OHSU-PNNL collaboration selected as Metabolomics Core supporting NIH Undiagnosed Diseases Network
Oct. 13, 2015
A team of investigators from OHSU and PNNL has been selected to lead the sole Metabolomics Core supporting the NIH Undiagnosed Diseases Network (UDN). This collaborative project will be funded by an NIH award of approximately $1.8 million over three years and represents the first, large-scale scientific project to leverage the expertise of the newly established OHSU-PNNL Northwest Co-Laboratory for Integrated 'Omics, a joint endeavor between OHSU and PNNL.
The NIH Undiagnosed Diseases Network was developed in order to expand the capacity of the Undiagnosed Disease Program at the NIH in Bethesda, Md. The goal of the UDN is to develop cross-disciplinary approaches to identify the etiology and pathophysiology of undiagnosed diseases based on the integration of clinical and laboratory data.
The UDN includes seven clinical sites (see image above). There are also two DNA sequencing cores located at Baylor College of Medicine and the Medical College of Wisconsin, and a coordinating center at Harvard.
Making an impact
With this award, the OHSU and PNNL teams will establish a Metabolomics Core, which will apply innovative and advanced assay methods to samples sent from the UDN's clinical sites to enable detection and quantitation of metabolites. These metabolites will provide clues to augment the clinical, genomic and other types of data generated at sites within the UDN.
Thomas Metz, Ph.D., staff scientist at the Department of Energy's Pacific Northwest National Laboratory, and David Koeller, M.D., professor of molecular and medical genetics in the OHSU School of Medicine and director of the OHSU Metabolic Clinic, are principal investigators on the collaborative project.
The team also includes Melissa Haendel, Ph.D., associate professor in the OHSU Library, and assistant professor of medical informatics and clinical epidemiology in the OHSU School of Medicine.
"What the co-laboratory brings to this collaborative project is a unique capability in highly-specialized, innovative metabolomic techniques and analyses," said Dr. Metz. "Our entire team is honored, as the sole Metabolomics Core for the UDN, to deliver these national services in support of NIH's efforts. We look forward to making an impact in the diagnosis of these rare and unknown diseases."
Analysis of patient data will include "deep phenotyping," an approach to characterizing clinical features clearly and concisely that increases the diagnostic utility of genomic, metabolomics and model organism datasets. Deep phenotyping was developed by Dr. Haendel and other members of an international consortium, the Monarch Initiative, which has been collaborating with the NIH Undiagnosed Disease Program for several years.
The collaborative project also draws upon OHSU's strengths in rare disorder research and clinical care.

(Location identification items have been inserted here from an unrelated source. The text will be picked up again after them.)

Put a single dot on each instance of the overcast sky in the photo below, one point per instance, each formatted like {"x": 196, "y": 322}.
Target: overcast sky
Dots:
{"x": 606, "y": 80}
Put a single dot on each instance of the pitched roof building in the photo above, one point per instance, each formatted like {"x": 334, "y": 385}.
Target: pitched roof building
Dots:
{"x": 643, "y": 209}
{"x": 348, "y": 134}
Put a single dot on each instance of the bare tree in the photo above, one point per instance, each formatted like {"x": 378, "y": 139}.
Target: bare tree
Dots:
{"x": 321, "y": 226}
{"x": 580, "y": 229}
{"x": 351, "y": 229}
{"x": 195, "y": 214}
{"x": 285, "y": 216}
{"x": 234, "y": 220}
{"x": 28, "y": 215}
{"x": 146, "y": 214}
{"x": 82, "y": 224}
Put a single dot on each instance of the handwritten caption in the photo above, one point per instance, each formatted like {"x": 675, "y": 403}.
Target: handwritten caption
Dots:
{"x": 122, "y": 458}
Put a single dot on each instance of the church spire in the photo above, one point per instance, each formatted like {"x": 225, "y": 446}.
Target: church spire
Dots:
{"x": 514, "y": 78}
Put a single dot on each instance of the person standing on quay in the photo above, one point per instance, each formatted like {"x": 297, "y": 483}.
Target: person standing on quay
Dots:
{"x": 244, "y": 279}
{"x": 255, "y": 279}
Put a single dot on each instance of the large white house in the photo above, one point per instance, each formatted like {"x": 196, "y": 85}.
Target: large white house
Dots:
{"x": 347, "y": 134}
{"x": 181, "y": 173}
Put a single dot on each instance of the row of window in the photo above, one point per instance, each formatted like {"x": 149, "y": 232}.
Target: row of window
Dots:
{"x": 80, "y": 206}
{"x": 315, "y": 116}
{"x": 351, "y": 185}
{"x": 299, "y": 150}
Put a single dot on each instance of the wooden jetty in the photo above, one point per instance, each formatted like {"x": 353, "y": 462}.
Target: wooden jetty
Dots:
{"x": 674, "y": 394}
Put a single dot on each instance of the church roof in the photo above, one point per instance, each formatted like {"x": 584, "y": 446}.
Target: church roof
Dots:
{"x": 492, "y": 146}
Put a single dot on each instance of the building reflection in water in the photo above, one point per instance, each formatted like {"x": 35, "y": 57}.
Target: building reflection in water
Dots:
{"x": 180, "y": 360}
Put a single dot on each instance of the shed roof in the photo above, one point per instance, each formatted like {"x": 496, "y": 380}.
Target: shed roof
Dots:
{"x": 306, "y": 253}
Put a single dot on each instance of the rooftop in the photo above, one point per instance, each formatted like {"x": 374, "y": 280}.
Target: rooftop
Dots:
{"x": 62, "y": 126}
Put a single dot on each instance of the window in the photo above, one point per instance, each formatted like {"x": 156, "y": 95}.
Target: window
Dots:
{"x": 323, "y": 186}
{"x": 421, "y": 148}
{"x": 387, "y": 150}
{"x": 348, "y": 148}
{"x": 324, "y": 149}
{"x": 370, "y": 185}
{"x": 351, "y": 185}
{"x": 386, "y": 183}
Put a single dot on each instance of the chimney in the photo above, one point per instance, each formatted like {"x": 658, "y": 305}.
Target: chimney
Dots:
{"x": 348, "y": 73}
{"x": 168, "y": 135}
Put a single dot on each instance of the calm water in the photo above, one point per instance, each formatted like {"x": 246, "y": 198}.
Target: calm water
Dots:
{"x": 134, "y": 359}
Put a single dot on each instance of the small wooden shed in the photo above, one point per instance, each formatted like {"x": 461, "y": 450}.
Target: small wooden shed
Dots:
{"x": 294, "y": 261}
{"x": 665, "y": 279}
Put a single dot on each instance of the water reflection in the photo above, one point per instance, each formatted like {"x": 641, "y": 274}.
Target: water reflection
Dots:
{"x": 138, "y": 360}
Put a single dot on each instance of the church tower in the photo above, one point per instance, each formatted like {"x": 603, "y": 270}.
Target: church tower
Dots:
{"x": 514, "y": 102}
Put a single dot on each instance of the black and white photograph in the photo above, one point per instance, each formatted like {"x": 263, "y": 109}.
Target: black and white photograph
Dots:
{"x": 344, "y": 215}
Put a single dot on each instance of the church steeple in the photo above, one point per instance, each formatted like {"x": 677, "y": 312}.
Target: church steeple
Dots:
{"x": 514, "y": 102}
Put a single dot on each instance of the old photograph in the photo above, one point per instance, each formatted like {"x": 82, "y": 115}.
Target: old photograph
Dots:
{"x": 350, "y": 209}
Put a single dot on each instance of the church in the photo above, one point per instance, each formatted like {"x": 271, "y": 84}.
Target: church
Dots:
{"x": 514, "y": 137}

"This collaboration provides an opportunity to focus our combined expertise in metabolomics, deep phenotyping and inherited metabolic diseases on the problem of diagnosing the rare and unexplained disorders that will be encountered at the UDN clinical sites" said Dr. Koeller. "The knowledge gained from this project can also be leveraged to provide additional future benefits, such as the identification of novel methods and biomarkers that can be applied more broadly for the diagnosis and treatment of more common conditions."
“This is a fine example of how, by combining OHSU and PNNL’s faculty and technical expertise, our institutions can successfully gain opportunities to participate in national scientific projects not available to us otherwise,” said Mary Stenzel-Poore, Ph.D., senior associate dean for research in the OHSU School of Medicine. “Partnerships such as these will help all of us accelerate scientific findings and advance clinical care.”
This research is supported by the National Center for Advancing Translational Sciences of the National Institutes of Health under award number U01TR001395.
Oregon Health & Science University and the Department of Energy's Pacific Northwest National Laboratory have formed the OHSU-PNNL Northwest Co-Laboratory for Integrated 'Omics to share their research programs and leading-edge technology for biological mass spectrometry in pursuit of disease markers for new therapies.